Néanmoins, pour réfuter le cadre interprétatif de Mamdani, on ne peut pas limiter ainsi les liens entre l’urbain et le rural. Il a toujours existé une urbanisation permanente des Africains dans l’Afrique du Sud. L’expansion des villes a engendré une grande variété des métiers, que ce soit dans le service domestique et, plus tard, dans l’industrie. En outre, l’industrie ne reposait pas sur la main-d’œuvre migratoire. Or, c’est justement la présence croissante des Africains dans les villes qui suscita, dans une large mesure, et comme l’affirma Mamdani, dans les gouvernements d’apartheid la volonté de renforcer les structures de l’État divisé. Pourtant, ce n’était qu’une partie d’un projet plus vaste d’ingénierie sociale qui aurait eu, sur la longue durée, des implications très importantes pour le développement de la démocratie dans ce pays. Le but ultime était de produire une Afrique du Sud sans Noirs. Les Africains seraient devenus citoyens des homelands et l’on aurait cantonné les derniers sur la base géographique de réserves indigènes. A son tour, ce projet entraînait une tentative à grande échelle de les expulser des prétendues aires rurales « blanches ». Beaucoup d’Africains vivaient toujours dans les fermes blanches et ils avaient, dans une certaine mesure, un accès au sol et jusque-là, les fermiers-propriétaires ne pouvaient pas se passer de leur travail.

La contribution du gouvernement sud-africain était d’achever le processus d’accumulation primitive et de la prolétarisation de l’Africain, dans le but de « blanchir » les aires rurales « blanches ». Afin de réduire le besoin en travailleurs africains dans les fermes blanches, le gouvernement subventionna la mécanisation à grande échelle. Cela produisit ce que le gouvernement appelait les « gens en surnombre » qui étaient ensuite « rapatriés » vers les homelands alors en cours de création. Les résultats, pourtant, furent inattendus, car, sans projet, les travailleurs migratoires furent convertis au statut de semi-prolétaires disposant d’un accès au sol sur les fermes blanches, ou de prolétaires complets dont les familles ne pouvaient survivre sans le travail continu d’au moins quelques membres dans les villes. En effet, pour les ‘rapatriés’ il n’y avait pas d’accès au sol dans les homelands. Cela ouvrit la voie au soi-disant travailleur migratoire « professionnel » (Crush 1989, p.19-20 ; 1995, p.25) qui, à la fin d’un contrat, entrait immédiatement dans un autre pour l’année suivante. Le contraste avec ce qui prévalait jusque-là était extrême car le travail migratoire avait été, en général, discontinu : une année de travail suivie par six mois, ou même un an ou deux, dans les réserves.

Une des conséquences de cette prolétarisation fut de donner un grand essor au mouvement travailliste africain et, au bout du compte, au mouvement de résistance contre l’apartheid.

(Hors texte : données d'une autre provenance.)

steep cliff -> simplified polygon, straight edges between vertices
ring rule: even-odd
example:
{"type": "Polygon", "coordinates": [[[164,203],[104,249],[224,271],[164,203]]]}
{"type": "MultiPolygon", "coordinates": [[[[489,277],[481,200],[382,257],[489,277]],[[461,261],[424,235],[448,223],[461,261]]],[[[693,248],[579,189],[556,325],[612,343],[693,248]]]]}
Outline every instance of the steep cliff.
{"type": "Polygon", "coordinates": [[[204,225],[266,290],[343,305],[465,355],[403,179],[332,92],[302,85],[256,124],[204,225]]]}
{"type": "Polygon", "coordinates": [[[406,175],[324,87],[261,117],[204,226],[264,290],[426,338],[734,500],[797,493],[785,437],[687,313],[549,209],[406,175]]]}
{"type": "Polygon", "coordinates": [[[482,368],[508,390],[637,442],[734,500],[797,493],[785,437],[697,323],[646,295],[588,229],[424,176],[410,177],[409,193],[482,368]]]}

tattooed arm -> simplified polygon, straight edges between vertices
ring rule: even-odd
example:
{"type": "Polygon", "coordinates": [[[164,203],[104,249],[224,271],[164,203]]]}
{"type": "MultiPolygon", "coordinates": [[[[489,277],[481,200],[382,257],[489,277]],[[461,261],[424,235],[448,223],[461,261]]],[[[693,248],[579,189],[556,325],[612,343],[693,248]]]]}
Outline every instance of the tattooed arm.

Le nombre d’Africains adhérant aux syndicats augmenta rapidement de 1975 à 1985. Privés de leur accès au sol, les Africains faisaient face à un horizon très incertain. Du fait que le travail salarié était maintenant permanent, faire pression afin de transformer les conditions de travail devint une nécessité plus pressante. Et, bien qu’il soit vrai que le pôle national de la lutte de libération était d’une importance cruciale, le mouvement travailliste n’en était pas moins déterminant. Non seulement il donnait son soutien aux soi-disant ‘civics’ dans les townships, en particulier les grèves d’une seule journée afin de faire pression sur le gouvernement, mais les syndicats africains réussirent à gagner des augmentations substantielles de salaire. De fait, le bilan de la puissance de consommation commençait à se déplacer vers les Africains dans la mesure où ces derniers pouvaient s’en servir pour boycotter des magasins « blancs » et donc envoyer le message que le jeu était terminé.

C’est une histoire de dépossession, de développement capitaliste et de démocratisation subséquente qu’on ne trouve pas ailleurs en Afrique subsaharienne. Mais dans l’essentiel de l’Afrique subsaharienne, les producteurs immédiats ont gardé les droits d’accès au sol, sauf la confirmation de ces droits par le chef, une confirmation que selon la loi tribale, il doit fournir. Selon Catherine Boone (2007), approximativement 80% de la terre cultivable de l’Afrique subsaharienne est actuellement tenue selon un régime foncier coutumier sans documents légaux. L’appropriation privée du sol ouvrirait la voie à une différenciation sociale, un développement technique et la formation d’une main-d’œuvre payée mais cela demeure un rêve lointain.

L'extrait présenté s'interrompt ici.